Bill Gallagher has been an embarrassment for much of his tenure on the Public Service Commission, but his latest fact-challenged, politically motivated defense of corporate secrecy may represent the height of his shame. Instead of protecting the public interest (presumably the function of the Public Service Commission), Gallagher has issued a strident and misleading defense of an indefensible position: that utilities need not make public the compensation of their executives.
Under the guise of “asking questions” Gallagher attacked a potential political rival, misled about the nature of the lawsuit against the PSC, and obfuscated about legal “duplication”—to make protect the right of a monopolistic public utility to pay whatever salary it wants under the cover of secrecy.
In his rambling, strawperson-filled defense of the right of corporations to hide salary information from the public, Gallagher went to great pains not to name the company at the center of this dispute, California-based Mountain Water, which provides water to the city of Missoula. He also failed to mention that the company sought a 12% increase in water rates near the same time it challenged the PSC’s executive pay rule.

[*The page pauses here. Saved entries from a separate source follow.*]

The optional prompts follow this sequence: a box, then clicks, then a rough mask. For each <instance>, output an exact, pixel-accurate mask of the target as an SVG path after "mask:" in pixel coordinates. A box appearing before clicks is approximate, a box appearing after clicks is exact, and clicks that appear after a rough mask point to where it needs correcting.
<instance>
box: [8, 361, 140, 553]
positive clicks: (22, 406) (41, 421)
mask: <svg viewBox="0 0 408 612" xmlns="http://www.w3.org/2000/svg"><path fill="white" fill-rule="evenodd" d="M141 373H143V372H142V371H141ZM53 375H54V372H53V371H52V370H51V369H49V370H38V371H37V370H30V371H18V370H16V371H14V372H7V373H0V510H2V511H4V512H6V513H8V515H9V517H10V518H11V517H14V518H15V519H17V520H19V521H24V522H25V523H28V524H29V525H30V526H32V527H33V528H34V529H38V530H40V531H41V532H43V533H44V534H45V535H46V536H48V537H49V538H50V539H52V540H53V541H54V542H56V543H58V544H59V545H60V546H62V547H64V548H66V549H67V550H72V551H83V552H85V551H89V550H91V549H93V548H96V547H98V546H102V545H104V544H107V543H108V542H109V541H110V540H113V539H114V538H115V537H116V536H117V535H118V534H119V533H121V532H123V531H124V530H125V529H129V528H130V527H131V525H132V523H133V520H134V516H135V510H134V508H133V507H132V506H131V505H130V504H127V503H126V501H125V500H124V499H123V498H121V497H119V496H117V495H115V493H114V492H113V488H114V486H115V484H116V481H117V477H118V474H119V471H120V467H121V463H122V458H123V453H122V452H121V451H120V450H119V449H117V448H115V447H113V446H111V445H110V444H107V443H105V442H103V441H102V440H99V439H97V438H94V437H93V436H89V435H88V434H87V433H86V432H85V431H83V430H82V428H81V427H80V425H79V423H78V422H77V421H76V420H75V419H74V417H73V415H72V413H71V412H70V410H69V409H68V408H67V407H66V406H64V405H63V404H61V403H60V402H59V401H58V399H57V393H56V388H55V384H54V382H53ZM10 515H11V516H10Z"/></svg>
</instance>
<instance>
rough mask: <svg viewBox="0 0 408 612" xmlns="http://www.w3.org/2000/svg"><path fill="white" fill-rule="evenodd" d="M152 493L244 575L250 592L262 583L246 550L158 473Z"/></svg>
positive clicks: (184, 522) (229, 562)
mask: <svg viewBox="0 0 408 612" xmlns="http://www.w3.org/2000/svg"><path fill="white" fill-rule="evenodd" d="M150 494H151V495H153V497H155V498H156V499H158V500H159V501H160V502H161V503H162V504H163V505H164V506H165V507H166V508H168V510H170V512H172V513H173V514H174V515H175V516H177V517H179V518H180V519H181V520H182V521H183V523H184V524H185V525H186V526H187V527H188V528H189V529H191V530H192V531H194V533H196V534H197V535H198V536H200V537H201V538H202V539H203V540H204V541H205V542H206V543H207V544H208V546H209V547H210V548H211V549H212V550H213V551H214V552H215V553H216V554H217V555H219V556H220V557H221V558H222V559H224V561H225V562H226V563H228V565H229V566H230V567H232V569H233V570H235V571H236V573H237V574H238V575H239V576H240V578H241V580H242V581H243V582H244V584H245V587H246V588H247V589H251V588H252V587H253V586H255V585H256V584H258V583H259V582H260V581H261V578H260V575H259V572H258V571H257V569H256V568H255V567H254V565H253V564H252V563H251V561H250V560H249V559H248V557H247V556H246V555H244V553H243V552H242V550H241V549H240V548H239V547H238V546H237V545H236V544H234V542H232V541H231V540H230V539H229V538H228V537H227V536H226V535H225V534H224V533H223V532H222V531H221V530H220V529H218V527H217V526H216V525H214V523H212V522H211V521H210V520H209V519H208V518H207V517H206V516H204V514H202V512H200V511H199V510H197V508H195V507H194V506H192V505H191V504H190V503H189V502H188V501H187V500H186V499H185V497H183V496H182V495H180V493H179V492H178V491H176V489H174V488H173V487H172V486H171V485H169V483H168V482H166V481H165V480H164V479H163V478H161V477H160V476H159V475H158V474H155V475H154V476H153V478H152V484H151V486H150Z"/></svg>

The Missoulian’s Red Tape blog provided a redacted version of the kinds of salaries Mountain Water’s parent company pays its executives, illustrating exactly why the public deserves access to this information.
Republican Commissioner Travis Kavulla made the best case for public disclosure:
“These are companies who have a legal entitlement to a monopoly,” he says. “On what basis should their salaries be private? People should absolutely know what those salaries are, just like people know what I’m getting paid.”
At its core, Gallagher’s position is that, rather than fighting to keep the public informed, the PSC should do the legal work of a corporation seeking to exploit its monopoly status. Mr. Gallager’s infantile, poorly reasoned attacks on former commissioner Ken Toole (D) and current commissioner Travis Kavulla (R) don’t hide the simple fact that he’s working against the interest of the public, rather than protecting it.